Lo que esconde un presupuesto de reforma
Un presupuesto de reforma no es solo una lista de precios. Es un documento técnico que puede estar bien o mal redactado, completo o lleno de lagunas, ajustado al mercado o inflado un 40%. Y la diferencia no siempre se ve a simple vista.
Las señales de un presupuesto problemático son concretas: partidas sin medición detallada, materiales sin especificar marca ni calidad, ausencia de gestión de residuos, imprevistos no contemplados, o simplemente capítulos enteros que faltan porque "ya se verá en obra".
Eso último es el más peligroso. Lo que no está en el presupuesto no desaparece — aparece en la factura final.

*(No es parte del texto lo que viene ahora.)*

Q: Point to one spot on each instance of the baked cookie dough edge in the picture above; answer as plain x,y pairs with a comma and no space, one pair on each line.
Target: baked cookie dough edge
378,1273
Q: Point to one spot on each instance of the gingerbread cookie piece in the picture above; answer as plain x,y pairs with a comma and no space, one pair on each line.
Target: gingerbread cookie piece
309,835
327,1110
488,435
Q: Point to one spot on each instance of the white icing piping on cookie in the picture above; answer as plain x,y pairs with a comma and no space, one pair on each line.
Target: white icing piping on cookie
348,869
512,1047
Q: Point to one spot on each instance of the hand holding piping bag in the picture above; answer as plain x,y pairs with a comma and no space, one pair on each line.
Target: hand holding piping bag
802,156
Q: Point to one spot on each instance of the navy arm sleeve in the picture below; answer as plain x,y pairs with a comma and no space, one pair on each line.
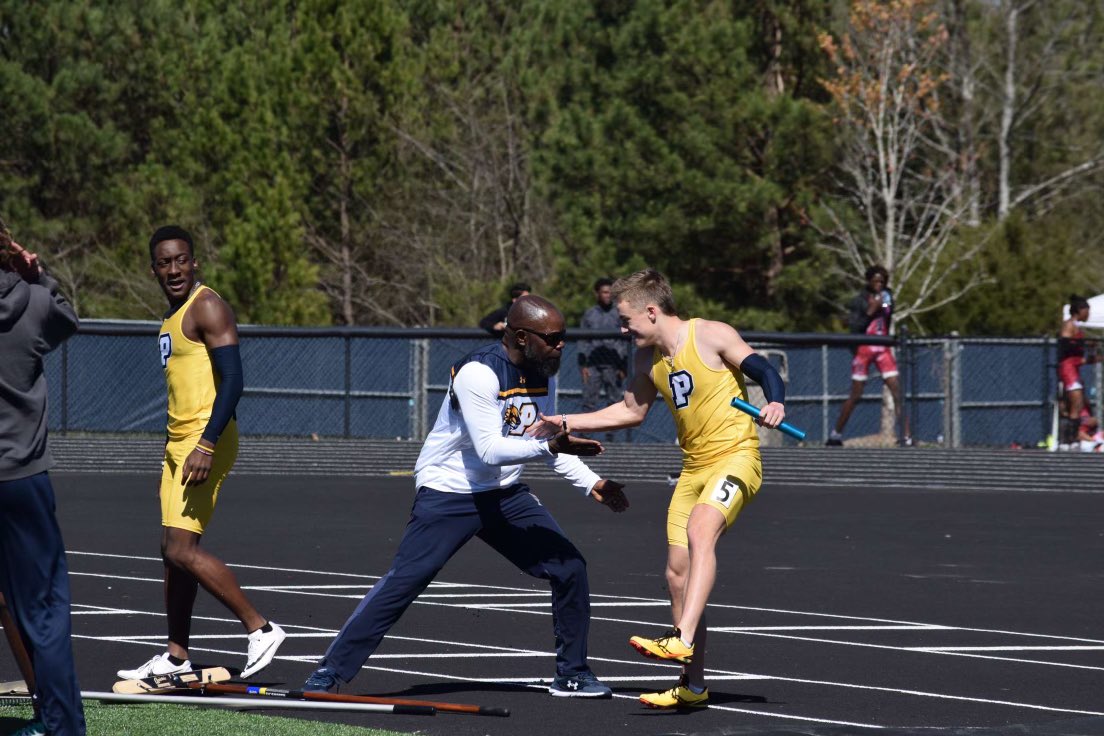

Qué hace un técnico cuando revisa un presupuesto
Una auditoría de costes de reforma no es comparar números. Es verificar que cada partida tiene sentido: que los metros cuadrados cuadran con el plano, que el precio unitario es coherente con el mercado actual, que no faltan capítulos y que lo que está escrito es lo que realmente se va a ejecutar.
En Martín & Setién revisamos presupuestos de reforma antes de que firmes nada. No para decirte con quién contratar — eso es decisión tuya — sino para que sepas exactamente qué estás contratando y a qué precio real debería salirte.
Lo que solemos encontrar
En la mayoría de los presupuestos que revisamos aparece alguna de estas situaciones: partidas duplicadas con distinto nombre, materiales de gama baja presentados como estándar, o precios de mano de obra que no incluyen seguridad social ni seguros. No siempre es mala fe — a veces es simplemente que nadie lo ha revisado con criterio técnico.
Antes de firmar un presupuesto de reforma, merece la pena que alguien que sabe lo mire. El coste de esa revisión es siempre menor que el de la sorpresa.